Let’s understand the big picture of Neuron model:

 

Machine Learning Model

Machine Learning Mode

Deep Learning Model

Deep Learning Mode

 

 

 

 

 

 

 

 

 

Neuron Model:

 

The neuron model basically consists of 3 layers: an Input layer, Hidden Layer and Output Layer. Training data is provided to the input layer. Hidden layer is the computational unit which is called as “Sigmoid activation function”. Computation unit is nothing but the model which takes the input from the input layer and develops the hypothesis which is channeled down to the output layer. Aggregation of a large number of neuron models collectively known as Neural Networks.

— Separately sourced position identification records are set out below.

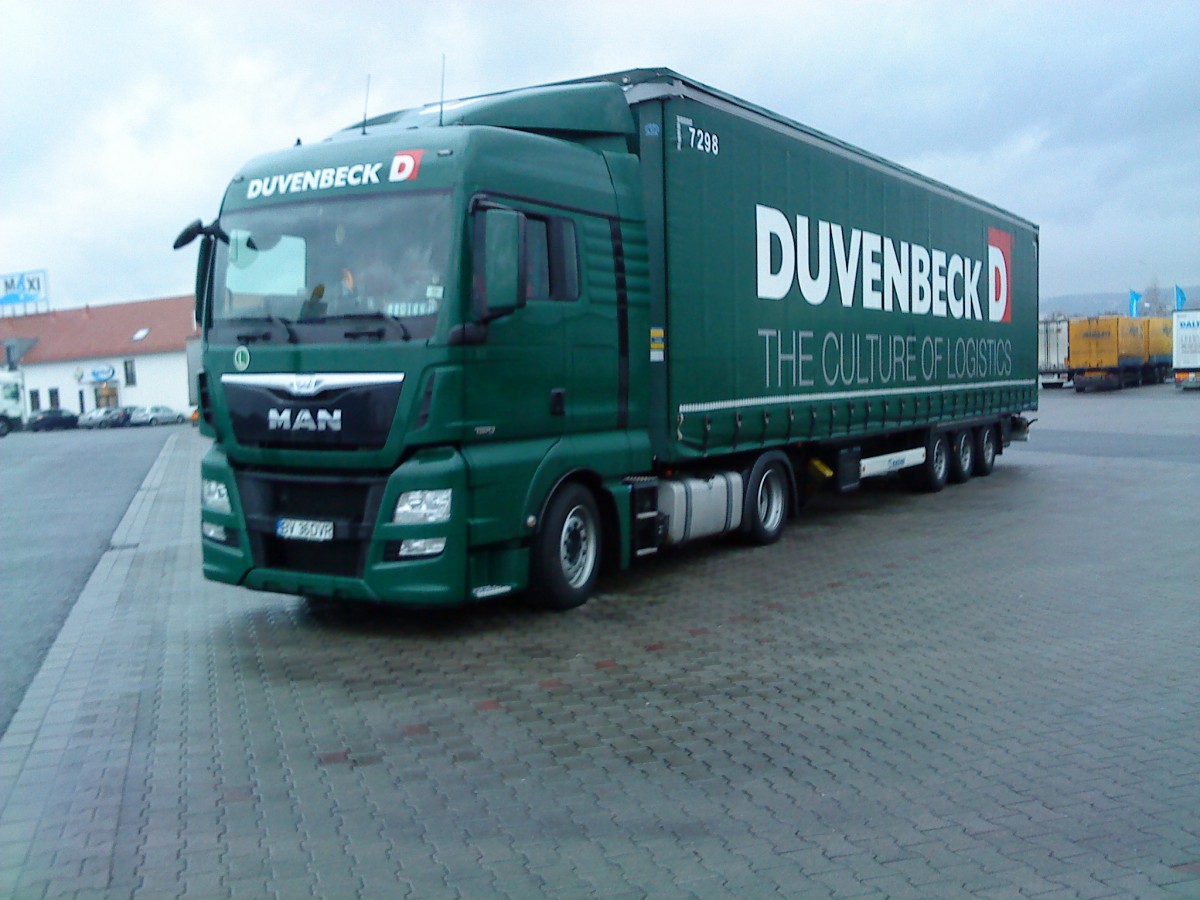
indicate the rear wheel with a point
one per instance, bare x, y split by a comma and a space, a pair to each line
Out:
985, 450
765, 513
565, 558
961, 457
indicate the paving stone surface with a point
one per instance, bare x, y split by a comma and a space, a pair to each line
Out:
990, 691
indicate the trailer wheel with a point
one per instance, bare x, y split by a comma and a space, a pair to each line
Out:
933, 474
565, 557
961, 456
985, 450
765, 513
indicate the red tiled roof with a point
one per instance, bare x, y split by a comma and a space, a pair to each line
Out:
93, 331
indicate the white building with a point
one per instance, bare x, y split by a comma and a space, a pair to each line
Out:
124, 354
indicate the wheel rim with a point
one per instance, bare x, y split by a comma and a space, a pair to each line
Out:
577, 546
989, 447
965, 455
941, 460
771, 501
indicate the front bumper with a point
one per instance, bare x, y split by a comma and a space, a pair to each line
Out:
361, 562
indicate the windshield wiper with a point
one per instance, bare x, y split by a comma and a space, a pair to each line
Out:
377, 333
250, 337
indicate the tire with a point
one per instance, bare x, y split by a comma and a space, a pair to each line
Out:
565, 555
765, 509
933, 474
961, 456
985, 450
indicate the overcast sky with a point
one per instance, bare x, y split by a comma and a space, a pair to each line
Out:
124, 121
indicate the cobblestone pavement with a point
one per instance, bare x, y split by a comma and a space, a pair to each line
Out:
990, 691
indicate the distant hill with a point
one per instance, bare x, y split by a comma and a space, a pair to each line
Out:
1072, 305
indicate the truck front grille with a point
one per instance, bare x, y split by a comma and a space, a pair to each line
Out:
351, 503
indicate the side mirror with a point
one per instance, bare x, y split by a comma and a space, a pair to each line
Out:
189, 234
203, 267
503, 263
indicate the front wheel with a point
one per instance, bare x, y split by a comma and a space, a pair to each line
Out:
931, 477
565, 558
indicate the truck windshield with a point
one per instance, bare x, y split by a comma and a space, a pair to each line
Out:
315, 269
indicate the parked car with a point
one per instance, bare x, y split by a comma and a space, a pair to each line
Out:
155, 415
105, 418
53, 420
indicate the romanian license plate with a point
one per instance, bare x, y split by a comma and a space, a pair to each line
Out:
304, 529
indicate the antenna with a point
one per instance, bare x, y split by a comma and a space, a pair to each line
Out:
442, 99
365, 99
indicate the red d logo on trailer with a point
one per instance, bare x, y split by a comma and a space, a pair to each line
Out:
1000, 286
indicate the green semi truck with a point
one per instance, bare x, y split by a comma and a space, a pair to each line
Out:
495, 345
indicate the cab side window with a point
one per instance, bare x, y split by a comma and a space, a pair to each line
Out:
552, 267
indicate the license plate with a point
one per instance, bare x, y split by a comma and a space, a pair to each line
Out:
304, 529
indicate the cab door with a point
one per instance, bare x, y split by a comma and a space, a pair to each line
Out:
516, 358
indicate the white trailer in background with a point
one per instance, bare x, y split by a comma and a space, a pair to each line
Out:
1053, 353
1186, 348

Let’s refer to the model which predicts the number of employees who will leave the company in the next five years. Machine Learning algorithms such as Linear Regression, Logistic Regression holds good in this case because we have a limited number of features such as Work satisfaction, Salary increment, and limited training data available. But if we add the hundred more features such as department, Time spent in company, work accidents. Addition of these features will make the model nonlinear which can’t be solved by above-stated algorithms. This limitation can be overcome by the implementation of neural networks.

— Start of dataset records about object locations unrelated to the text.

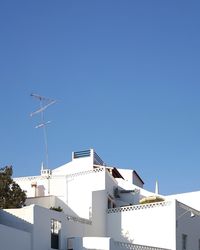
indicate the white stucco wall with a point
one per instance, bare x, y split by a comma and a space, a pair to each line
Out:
11, 238
151, 225
191, 199
188, 224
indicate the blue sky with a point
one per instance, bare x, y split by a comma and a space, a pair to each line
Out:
126, 75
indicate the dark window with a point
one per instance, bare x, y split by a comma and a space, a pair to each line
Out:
184, 241
55, 230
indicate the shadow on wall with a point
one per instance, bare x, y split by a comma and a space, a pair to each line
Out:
51, 201
10, 220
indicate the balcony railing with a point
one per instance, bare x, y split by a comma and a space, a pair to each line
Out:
124, 246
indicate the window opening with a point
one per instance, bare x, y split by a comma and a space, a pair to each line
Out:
55, 231
184, 241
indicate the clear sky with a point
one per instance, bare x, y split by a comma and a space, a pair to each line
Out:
126, 75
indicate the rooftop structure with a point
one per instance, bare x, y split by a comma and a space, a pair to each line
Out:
103, 208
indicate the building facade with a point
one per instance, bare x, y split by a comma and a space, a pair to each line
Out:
103, 208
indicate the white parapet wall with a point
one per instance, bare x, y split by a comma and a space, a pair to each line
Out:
150, 224
12, 238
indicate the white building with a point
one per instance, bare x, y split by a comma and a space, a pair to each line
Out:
101, 209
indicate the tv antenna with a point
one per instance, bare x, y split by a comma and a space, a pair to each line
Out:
44, 104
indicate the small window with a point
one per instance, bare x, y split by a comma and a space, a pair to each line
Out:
184, 241
55, 230
109, 203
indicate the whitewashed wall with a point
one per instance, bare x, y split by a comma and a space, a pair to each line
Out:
151, 225
188, 224
12, 238
191, 199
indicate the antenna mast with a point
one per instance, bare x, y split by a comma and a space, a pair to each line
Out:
44, 104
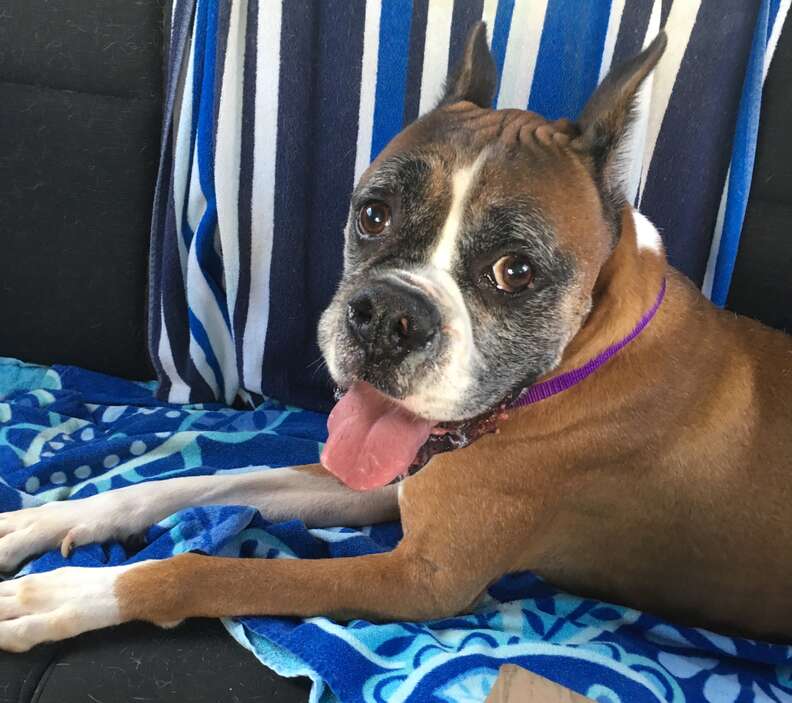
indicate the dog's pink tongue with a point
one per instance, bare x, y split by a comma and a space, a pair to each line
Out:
371, 439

The complexity of the problem increases with a tremendous number of features and training data coming into picture due to which the efficiency of neural networks starts degrading. To improve the performance and capabilities of neural networks, the number of hidden layers in a neural network is increased. That’s where the Buzzword, “Deep Learning” comes into the picture.

 Deep Learning Models:

 

Artificial Neural Networks are Machine Learning algorithms with one or two hidden layers whereas Deep Learning models consist of multiple hidden layers which help to improve the state of art technology to great extent. Addition of multiple hidden layers will make the network deep and is called Deep Learning.

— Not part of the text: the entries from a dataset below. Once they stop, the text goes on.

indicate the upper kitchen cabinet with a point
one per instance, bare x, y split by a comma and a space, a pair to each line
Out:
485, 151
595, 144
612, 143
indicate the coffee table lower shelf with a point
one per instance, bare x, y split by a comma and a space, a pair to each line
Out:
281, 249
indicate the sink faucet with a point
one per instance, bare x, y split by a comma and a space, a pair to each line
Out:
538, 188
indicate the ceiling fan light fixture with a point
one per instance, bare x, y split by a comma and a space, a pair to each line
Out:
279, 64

Another major difference between Machine Learning and Deep Learning is Feature abstraction for a model. Domain expertise is critical in machine learning algorithm since a lot of preprocessing is required to clean the data and extracting the useful features which can be used to train the Machine Learning model. On the contrary, Deep Learning models learn in a more structured way to extract the features from raw data. As discussed in the above point, DL models consist of multiple hidden layers. Each hidden layer is used to identify one unique feature. DL models cut down the time consuming and arduous task of feature extraction.

There are a huge number of ML algorithms available which can be applied in a wide range of domains. Some of them are K means clustering, K nearest neighbors etc. The use of algorithms varies widely in ML depending on the application whereas, in the case of DL, the same piece of software can be trained for language translation as well as voice cloning. It all depends on the type of data that is fed to computers.

Let’s talk about real world example “Language Translators” to compare the efficiency of ML and DL models. Google launched the Chinese to English translator which used to translate the sentences phrase by phrase. This is far away from how humans translate. The efficiency of a model is around 78%. An upgraded version of language translators was launched recently which was based on Deep Learning model. This language translator model translates sentence by sentence rather than phrase by phrase which increased the efficiency of the model to 91%. DL models have also helped to increase the efficiency in areas of Image Recognition. The efficiency of ML based model for image recognition is 89% which increased up to 93% in the case of Deep Learning model.

The high efficiency comes at expense of stringent requirements:

  1. Requirement of a huge amount of data to train the neural network with multiple layers.
  2. Computationally expensive to train large scale neural networks.
  3. It takes hours to train Deep Learning model since they process a large amount of data to parameterize the model.

Although the above requirements can be easily met with technological advancements, it is very important to choose the optimal model depending upon business problem and data available. Otherwise, DL models could be overkill for trivial application such as detection of spam email or movie recommendations.